This week, the Department for Work and Pensions released its Automatic enrolment evaluation report for 2019. It revealed that the percentage of people saving for their retirement through a workplace pension scheme grew from 55% in 2012 to a healthy 87% in 2018.
That means 10.2 million more people have started to build their own pension savings since the introduction of auto enrolment in 2012.
Work and Pensions Secretary Therese Coffey said: “Automatic enrolment has been an incredible success. It has transformed the retirement prospects of millions of people, bringing them into a workplace pension when they could otherwise have slipped through the savings net.”
However, the government needs to do much more to strengthen the auto enrolment pensions landscape.
The budget on 11 March is the ideal opportunity to tackle three key issues: the net pay anomaly, the £10,000 earnings band, and the growing numbers of deferred members of auto enrolment schemes.
A solution to the net pay anomaly
The net pay anomaly currently requires low-earners to pay up to another £64 from their pay packet to get the same pension as their higher earning counterparts, which is unfair.
As a member of the pensions industry’s Net Pay Action Group, we’ve worked to identify a simple solution. Using the existing P800 tax form, HMRC could use the data it already collects from pay as you earn (PAYE) schemes to identify those savers who’ve contributed to a net pay scheme, but who also fall below the income tax threshold.
The group has presented the solution to HMRC and Treasury officials and it now only needs careful legislative drafting to put this into effect.
In the meantime, NOW: Pensions remains the only net pay scheme that credits low-earners with tax relief, which we do out of our own resources.
Getting rid of the £10k qualifying earnings band
Back in 2017, the Conservative Party pledged to review the £10,000 qualifying earnings threshold as part of the annual auto enrolment review. The threshold means that pension contributions are payable on all earnings, rather than starting at the current £6,136 minimum threshold.
Removing this limit will benefit lower paid workers and help close the gender pensions gap – three quarters of individuals who don’t meet the £10,000 threshold requirement are women.
Most of the disadvantage women experience in pension saving occurs during their 20s and 30s as they combine looking after a young family with working part-time or even exiting the workplace entirely. This has a greater effect than the gender pay gap.
The qualifying earnings band means low earners and part-time workers are potentially missing out on a pension contribution of 8% of their salary.
Deferred members with small pension pots
While auto enrolment has made pension saving possible for a wider range of workers, particularly transient workers, it has created a rapidly growing number of deferred, or non-contributory, scheme members.

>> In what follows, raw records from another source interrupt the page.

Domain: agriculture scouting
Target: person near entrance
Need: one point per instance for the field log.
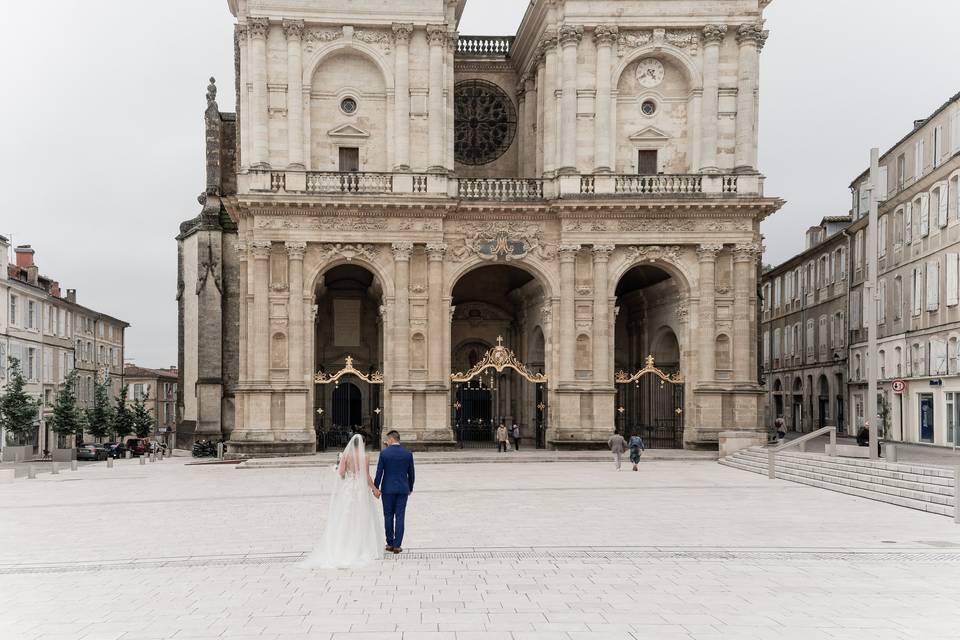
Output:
(617, 446)
(502, 440)
(394, 480)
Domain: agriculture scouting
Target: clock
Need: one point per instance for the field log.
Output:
(650, 72)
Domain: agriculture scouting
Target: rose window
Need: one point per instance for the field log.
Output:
(485, 122)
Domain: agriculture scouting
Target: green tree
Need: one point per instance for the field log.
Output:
(18, 411)
(67, 419)
(142, 419)
(123, 420)
(102, 414)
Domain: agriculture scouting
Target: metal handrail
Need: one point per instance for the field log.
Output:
(801, 443)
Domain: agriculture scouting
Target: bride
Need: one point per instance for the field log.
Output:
(354, 533)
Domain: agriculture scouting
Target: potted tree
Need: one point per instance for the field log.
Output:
(18, 416)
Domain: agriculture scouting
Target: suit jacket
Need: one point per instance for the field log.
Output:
(395, 473)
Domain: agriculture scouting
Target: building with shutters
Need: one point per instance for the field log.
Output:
(918, 299)
(803, 332)
(401, 204)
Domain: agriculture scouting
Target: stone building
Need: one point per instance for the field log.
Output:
(918, 300)
(804, 345)
(50, 334)
(395, 204)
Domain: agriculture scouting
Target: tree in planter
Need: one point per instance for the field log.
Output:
(142, 420)
(67, 419)
(102, 414)
(18, 411)
(123, 419)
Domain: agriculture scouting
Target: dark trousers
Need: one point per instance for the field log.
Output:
(394, 510)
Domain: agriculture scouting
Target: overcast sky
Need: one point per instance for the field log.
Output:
(102, 127)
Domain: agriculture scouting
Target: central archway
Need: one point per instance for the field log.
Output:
(497, 304)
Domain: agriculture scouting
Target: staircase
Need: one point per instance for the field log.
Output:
(929, 489)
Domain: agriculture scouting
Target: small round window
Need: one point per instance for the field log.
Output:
(348, 106)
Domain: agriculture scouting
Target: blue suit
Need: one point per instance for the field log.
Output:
(395, 477)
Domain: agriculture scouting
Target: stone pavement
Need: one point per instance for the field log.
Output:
(563, 551)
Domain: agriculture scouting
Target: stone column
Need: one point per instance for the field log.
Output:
(261, 309)
(707, 254)
(570, 37)
(713, 35)
(567, 339)
(296, 342)
(749, 37)
(259, 27)
(401, 314)
(601, 308)
(549, 44)
(604, 36)
(294, 31)
(437, 318)
(401, 37)
(744, 275)
(437, 37)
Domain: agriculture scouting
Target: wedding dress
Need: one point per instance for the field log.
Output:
(354, 532)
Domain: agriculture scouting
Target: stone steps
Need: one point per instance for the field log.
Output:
(929, 489)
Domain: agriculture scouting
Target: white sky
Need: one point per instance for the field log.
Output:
(101, 126)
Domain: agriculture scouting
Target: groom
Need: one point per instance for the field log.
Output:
(395, 482)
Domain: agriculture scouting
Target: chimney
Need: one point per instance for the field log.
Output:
(24, 256)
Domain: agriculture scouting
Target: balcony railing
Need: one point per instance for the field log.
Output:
(484, 46)
(501, 189)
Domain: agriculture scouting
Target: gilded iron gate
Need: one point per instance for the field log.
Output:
(650, 404)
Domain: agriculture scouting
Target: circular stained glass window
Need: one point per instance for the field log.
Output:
(485, 122)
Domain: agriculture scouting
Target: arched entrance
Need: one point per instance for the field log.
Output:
(348, 356)
(496, 317)
(648, 357)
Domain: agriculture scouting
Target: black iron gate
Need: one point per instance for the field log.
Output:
(650, 404)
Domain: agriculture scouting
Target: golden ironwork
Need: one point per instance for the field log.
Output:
(623, 377)
(498, 358)
(374, 378)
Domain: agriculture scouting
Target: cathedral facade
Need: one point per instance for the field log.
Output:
(410, 228)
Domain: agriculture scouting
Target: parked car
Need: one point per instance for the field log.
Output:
(138, 447)
(92, 451)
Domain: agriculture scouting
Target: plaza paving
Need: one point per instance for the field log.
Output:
(566, 551)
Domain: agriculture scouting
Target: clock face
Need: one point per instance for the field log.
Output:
(650, 72)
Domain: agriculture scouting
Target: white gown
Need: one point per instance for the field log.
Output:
(354, 535)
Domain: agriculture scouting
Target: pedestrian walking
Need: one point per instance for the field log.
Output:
(502, 440)
(636, 448)
(617, 446)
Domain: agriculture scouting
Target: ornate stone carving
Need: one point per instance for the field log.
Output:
(293, 29)
(402, 32)
(402, 250)
(714, 33)
(295, 250)
(606, 34)
(259, 27)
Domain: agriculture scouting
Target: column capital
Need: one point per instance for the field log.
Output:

People who frequently move jobs can find themselves with several small pension pots and the associated costs of maintaining these inactive schemes. This short-changes savers and threatens to undermine the value for money the industry aims to deliver for its members.
The government must find an effective solution to this issue to help this group of pension savers.

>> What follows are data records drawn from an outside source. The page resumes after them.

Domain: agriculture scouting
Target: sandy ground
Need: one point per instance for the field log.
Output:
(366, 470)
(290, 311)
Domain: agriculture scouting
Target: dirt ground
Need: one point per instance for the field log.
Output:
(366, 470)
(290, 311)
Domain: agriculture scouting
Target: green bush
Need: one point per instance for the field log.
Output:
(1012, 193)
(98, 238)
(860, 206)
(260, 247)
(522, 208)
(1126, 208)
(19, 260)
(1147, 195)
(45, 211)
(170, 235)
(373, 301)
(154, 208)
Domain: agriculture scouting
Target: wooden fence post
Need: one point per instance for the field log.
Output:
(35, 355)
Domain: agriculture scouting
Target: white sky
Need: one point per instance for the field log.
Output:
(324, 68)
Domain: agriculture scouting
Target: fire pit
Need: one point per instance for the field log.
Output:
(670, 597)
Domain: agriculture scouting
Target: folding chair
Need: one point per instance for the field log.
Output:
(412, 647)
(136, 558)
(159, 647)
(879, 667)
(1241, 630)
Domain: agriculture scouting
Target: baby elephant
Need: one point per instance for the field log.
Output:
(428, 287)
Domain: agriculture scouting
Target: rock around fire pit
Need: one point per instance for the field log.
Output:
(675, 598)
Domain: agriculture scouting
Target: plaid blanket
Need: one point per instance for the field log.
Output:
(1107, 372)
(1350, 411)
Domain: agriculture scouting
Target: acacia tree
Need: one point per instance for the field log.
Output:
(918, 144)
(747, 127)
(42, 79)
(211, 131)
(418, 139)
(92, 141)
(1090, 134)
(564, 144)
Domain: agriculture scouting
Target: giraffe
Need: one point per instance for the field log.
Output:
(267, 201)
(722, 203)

Adrian Boulding, Director of Policy, NOW: Pensions said: “The introduction of auto enrolment in 2012 has been a huge success bringing 10.2 million more people into pension savings. Many of these people were previously overlooked by employers offering pension schemes.

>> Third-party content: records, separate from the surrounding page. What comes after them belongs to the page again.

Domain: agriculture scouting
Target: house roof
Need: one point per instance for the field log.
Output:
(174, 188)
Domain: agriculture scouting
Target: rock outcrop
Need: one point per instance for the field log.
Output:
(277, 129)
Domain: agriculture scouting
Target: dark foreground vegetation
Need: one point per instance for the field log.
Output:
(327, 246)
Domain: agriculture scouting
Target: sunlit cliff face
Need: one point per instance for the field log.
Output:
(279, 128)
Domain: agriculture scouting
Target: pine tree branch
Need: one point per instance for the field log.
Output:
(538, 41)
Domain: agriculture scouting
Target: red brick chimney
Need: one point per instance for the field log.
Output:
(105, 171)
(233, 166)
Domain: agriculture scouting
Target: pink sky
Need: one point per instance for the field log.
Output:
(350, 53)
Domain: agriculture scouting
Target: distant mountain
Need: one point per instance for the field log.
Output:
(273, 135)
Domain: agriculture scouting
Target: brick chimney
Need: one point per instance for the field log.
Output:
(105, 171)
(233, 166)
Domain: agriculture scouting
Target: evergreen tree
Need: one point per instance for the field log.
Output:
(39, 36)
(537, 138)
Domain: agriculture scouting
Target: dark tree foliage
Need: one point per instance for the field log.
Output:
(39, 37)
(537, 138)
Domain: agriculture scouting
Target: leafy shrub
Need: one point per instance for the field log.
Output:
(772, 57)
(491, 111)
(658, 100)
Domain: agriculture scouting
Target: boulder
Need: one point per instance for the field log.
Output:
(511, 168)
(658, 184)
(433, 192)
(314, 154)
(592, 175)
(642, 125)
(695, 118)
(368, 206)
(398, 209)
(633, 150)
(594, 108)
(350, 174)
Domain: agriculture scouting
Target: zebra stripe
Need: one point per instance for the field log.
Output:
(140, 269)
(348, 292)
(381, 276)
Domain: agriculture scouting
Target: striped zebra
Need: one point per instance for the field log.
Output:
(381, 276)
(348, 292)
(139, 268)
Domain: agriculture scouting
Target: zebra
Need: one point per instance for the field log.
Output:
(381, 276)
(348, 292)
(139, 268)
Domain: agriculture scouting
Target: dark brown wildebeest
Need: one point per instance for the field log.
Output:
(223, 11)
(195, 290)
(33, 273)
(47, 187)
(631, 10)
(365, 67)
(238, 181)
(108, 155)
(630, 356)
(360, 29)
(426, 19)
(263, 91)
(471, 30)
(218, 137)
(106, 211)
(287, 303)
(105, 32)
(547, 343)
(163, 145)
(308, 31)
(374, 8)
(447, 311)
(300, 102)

“Now that we are nearly a year into the highest planned minimum contribution increase, we have seen the vast benefits of the scheme. However, this is not enough – we must make auto enrolment work for everyone. NOW: Pensions was set up to make pension saving fairer for all and to help everyone build a pension pot for the retirement that they deserve. All of these matters have a financial impact and we need HM Treasury’s help to deliver these improvements to the pensions landscape.”